London’s global dominance as a hub of innovation and culture is evident at fashion weeks where the city’s established and emerging designers shine. London’s status as a fashion capital is partly due to the exceptional financial and business support it receives from organizations such as the British Fashion Council. At the start of this month’s mini-annual Summer London Fashion Week, which mainly showcases menswear, Grace Wells Bonner was announced as the winner of the 2023 BFC/GQ Designer Fashion Fund. The generous prize includes £100,000, a 12-month business mentoring program and legal services from Sheridans. Wells Bonner’s brand has had commercial success with clever collaborations with Adidas, musician Kendrick Lamar and artist Lubaina Himid. This award will undoubtedly help the intelligent designer to achieve more.
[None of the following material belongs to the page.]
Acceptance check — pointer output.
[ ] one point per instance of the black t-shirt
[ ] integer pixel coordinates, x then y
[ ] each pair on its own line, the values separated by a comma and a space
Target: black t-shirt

Other new designers scheduled to show at the June show were BFC NEWGEN designer Saul Nash, Sagaboi and graduates from Ravensbourne and Westminster Universities. Also featured were influential designs from London brand SMR Days, founded in 2020 by industry veterans Adam Shapiro, Dan May and Gautam Rajani, and the creations of Los Angeles-based menswear designer Justin Cassin.
With the ongoing support of the British Fashion Council it’s always exciting and great to see what graduate designers are creating. Ravensbourne University London presented a program featuring 15 graduate designers in menswear and womenswear. The BA (Hons) Fashion course at Ravensbourne has a strong international reputation and its students have gone on to work for top brands such as Alexander McQueen, Burberry, Chloe, Givenchy, Louis Vuitton, Oscar De La Renta, Stella McCartney and Victoria Beckham. Highlights include Monica Masnita’s futuristic designs launching a high-energy show, Salma Tahir’s fluid, minimalist, black leather uppers, Maira Rupprecht’s use of dead stock fabrics from Burberry, and Annie Severs’ sculptural sweaters.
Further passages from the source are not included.